33Dans cette partie, nous présenterons la perception des répondants relative au rôle des réseaux sur le projet, de manière chronologique, et ce en suivant le phasage proposé par Eggers et Singh (2009) : l’émergence des idées, la phase de sélection, la mise en œuvre et la diffusion.

Phase 1 : l’émergence de l’idée du vote électronique

  • 6 Le chancelier est le plus haut fonctionnaire d’une administration cantonale, il dirige le service s (...)

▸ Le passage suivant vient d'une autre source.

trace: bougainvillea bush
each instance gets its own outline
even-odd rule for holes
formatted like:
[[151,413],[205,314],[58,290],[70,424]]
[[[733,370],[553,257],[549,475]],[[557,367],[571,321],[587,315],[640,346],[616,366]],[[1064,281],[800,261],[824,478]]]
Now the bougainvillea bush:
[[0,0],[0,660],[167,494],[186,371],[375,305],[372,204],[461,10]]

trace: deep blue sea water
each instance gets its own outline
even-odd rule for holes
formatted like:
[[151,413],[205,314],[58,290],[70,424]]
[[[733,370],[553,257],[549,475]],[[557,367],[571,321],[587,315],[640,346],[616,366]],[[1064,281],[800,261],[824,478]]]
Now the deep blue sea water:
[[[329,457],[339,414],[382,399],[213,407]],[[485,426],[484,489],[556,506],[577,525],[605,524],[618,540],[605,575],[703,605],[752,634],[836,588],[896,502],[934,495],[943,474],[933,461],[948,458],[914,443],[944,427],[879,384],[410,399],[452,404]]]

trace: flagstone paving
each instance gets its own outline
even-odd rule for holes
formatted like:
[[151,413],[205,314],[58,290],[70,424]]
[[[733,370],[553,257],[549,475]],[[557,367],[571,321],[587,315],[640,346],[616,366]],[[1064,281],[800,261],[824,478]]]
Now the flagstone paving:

34Selon les répondants, deux éléments essentiels sont susceptibles d’expliquer l’émergence de l’idée du VE. Le premier est l’inscription du projet dans une dynamique plus longue de numérisation des processus. Le canton aurait amorcé de nombreux projets de ce type dans plusieurs domaines et ce, grâce à son « dynamisme » et sa culture perçue comme plutôt centraliste. Le deuxième argument avancé par les répondants pour expliquer l’émergence du projet est quasi-unanimement le rôle du chancelier6 de l’époque (à la tête du service stratégique de l’administration cantonale). Cet homme est décrit tour à tour comme « un visionnaire », « un leader », « un fonceur » ou un homme possédant un fort caractère. C’est lui qui aurait saisi l’appel de la chancellerie fédérale et mis sur pied une équipe de projet qu’il va soutenir tout du long auprès de l’exécutif cantonal. Le rôle qu’occupe ce chancelier dans l’émergence du projet est fondamental pour nos répondants, au point qu’il semble l’incarner. Dans cette phase, le rôle des réseaux d’acteurs est assez peu évoqué.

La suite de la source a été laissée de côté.